2

The constructs to work with include:

Filter with like or regex or in:

 series.filter(like='some pattern')

 series.filter(regex='some regex')

But those are positive not negative filters..

On a Dataframe we can do a not with a tilde as follows:

  df.filter(~('some pattern' in df['some_column']))

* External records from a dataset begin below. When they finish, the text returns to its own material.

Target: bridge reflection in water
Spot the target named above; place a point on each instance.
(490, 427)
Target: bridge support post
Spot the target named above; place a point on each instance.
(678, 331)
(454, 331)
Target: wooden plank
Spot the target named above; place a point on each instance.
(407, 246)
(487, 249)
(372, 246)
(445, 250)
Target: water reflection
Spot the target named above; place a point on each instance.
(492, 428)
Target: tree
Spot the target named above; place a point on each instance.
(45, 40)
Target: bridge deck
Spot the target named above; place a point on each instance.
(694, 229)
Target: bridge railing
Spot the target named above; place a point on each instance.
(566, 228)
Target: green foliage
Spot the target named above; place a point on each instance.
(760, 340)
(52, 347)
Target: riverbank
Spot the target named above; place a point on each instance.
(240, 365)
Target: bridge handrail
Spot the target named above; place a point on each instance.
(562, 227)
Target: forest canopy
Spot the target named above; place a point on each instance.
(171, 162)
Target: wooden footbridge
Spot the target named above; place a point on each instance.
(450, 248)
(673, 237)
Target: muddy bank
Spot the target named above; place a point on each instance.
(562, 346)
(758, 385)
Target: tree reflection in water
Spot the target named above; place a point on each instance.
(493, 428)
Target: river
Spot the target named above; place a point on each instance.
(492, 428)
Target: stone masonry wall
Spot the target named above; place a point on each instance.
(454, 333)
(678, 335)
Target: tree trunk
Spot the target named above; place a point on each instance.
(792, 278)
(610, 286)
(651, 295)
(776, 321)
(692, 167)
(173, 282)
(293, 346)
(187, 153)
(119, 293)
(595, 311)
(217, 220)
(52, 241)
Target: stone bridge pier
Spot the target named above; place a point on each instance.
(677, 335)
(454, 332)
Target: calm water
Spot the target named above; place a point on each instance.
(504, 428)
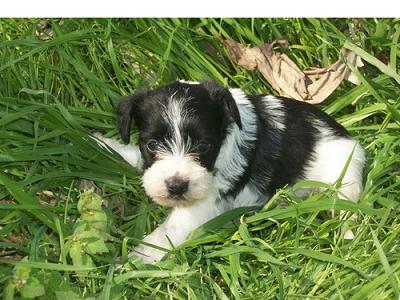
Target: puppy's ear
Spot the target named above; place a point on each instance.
(222, 95)
(128, 110)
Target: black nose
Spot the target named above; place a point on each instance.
(176, 186)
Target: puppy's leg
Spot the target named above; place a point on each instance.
(179, 224)
(130, 153)
(331, 156)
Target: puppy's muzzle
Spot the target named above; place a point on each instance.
(176, 186)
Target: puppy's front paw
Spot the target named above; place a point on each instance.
(147, 254)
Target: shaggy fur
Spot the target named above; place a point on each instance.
(205, 149)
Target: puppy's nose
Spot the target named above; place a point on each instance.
(176, 186)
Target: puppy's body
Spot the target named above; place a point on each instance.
(205, 150)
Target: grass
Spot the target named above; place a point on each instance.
(59, 83)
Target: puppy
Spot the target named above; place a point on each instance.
(205, 149)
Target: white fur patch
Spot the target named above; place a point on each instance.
(183, 166)
(231, 162)
(275, 111)
(331, 155)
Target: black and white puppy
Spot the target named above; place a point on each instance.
(205, 149)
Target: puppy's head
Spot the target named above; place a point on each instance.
(181, 128)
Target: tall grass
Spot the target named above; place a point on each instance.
(60, 82)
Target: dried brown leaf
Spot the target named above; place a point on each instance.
(311, 85)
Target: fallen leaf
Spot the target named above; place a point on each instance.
(312, 85)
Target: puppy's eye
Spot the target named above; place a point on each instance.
(203, 148)
(152, 145)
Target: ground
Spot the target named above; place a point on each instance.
(60, 80)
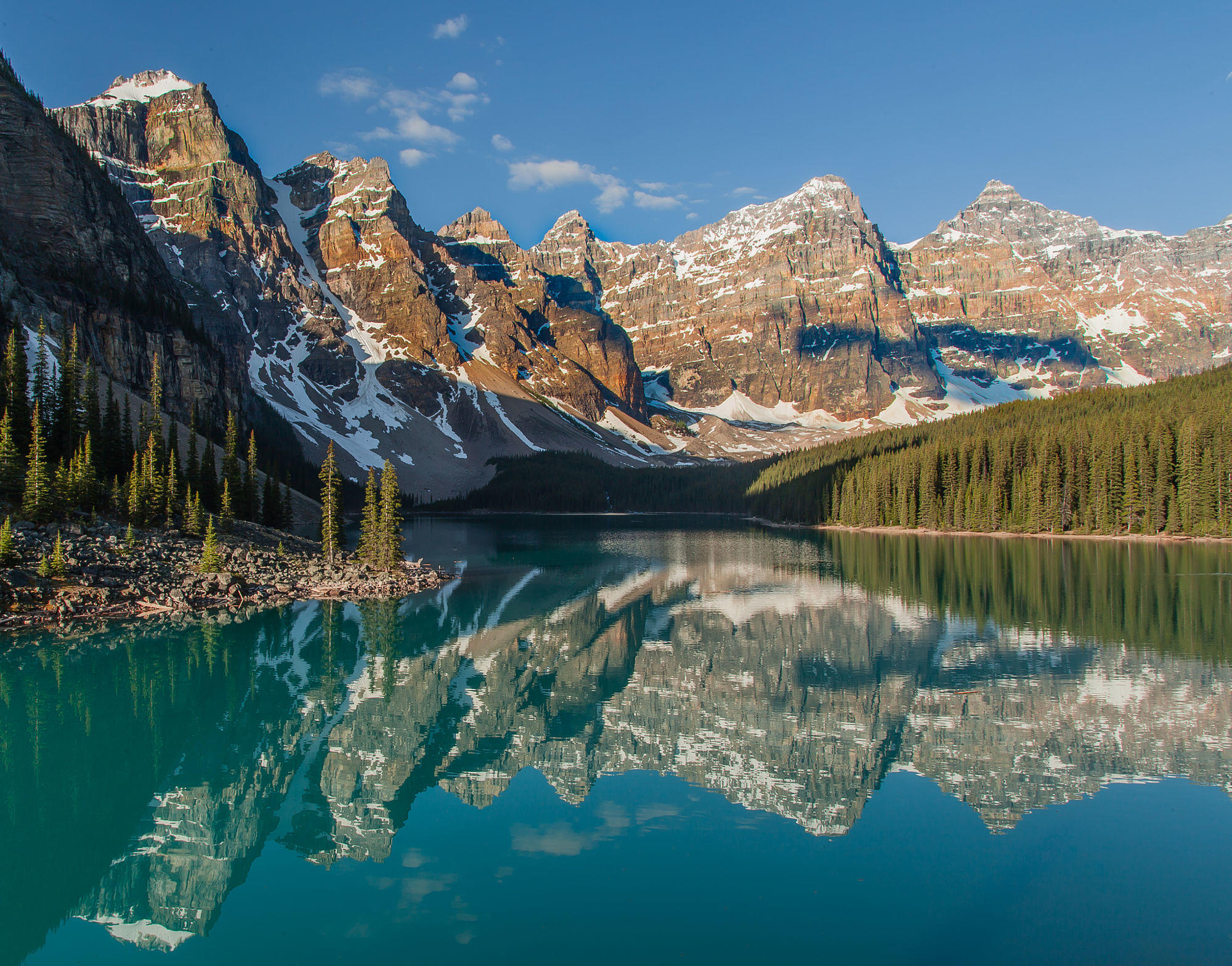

But that is not available on a Series. So what is the not filter on a Series?

WestCoastProjects
  • 58,982
  • 91
  • 316
  • 560
  • Do you want to filter out columns or rows? `filter` gets you columns, so your syntax seems wrong. – cs95 Apr 01 '18 at 23:42
  • 1
    It looks like you could just do `df[~df['some_column'].str.contains(pattern)]` if you're trying to filter rows. Same for `df.columns`, just use `df.loc[:, ~df.columns.str.contains(pattern)]` for filtering on columns. – cs95 Apr 01 '18 at 23:43
  • @cᴏʟᴅsᴘᴇᴇᴅ Your syntax seems to be for `dataframe` not `Series` : the latter do no include column specifiers – WestCoastProjects Apr 01 '18 at 23:45
  • Sorry about that, I misread. However, my first suggestion to filter on rows applies. `series[~series.str.contains(pattern)]` – cs95 Apr 01 '18 at 23:46
  • what is the `series.str` ? – WestCoastProjects Apr 01 '18 at 23:54
  • It's the accessor you use to run vectorised string functions on the series/dataframe columns. – cs95 Apr 01 '18 at 23:57
  • sorry, my code had become messy : now cleaned up it is back to a series -and your suggestion about `~series.str.contains` works well. please make it an answer – WestCoastProjects Apr 01 '18 at 23:58
  • btw are there other important objects in `Series` similar to `str` : i.e that permit accessing additional methods? For example `series.int` ? – WestCoastProjects Apr 01 '18 at 23:59
  • No, that's alright. I think your question is a duplicate of this: https://stackoverflow.com/q/28679930/4909087 You can delete or self-mark. – cs95 Apr 01 '18 at 23:59
  • Well, there is the `.dt` for dates and `.cat` for categorical columns. Other types do not have an accessor. – cs95 Apr 02 '18 at 00:00
  • @cᴏʟᴅsᴘᴇᴇᴅ mine is not a duplicate because it is about a *series* (i had already seen the dataframe questions..): and your answer is in fact also *new* material. – WestCoastProjects Apr 02 '18 at 00:00

1 Answers1

2

The idiomatic method for filtering series is to use str.contains and negate the result.

series = series[~series.str.contains(pattern)]

If your pattern is not regex (but rather a simple substring pattern), I'd suggest a list comprehension as a faster alternative:

series = pd.Series([pattern not in v for v in series])

s = pd.Series(['ABC123', 'ABCdef', 'hijk'])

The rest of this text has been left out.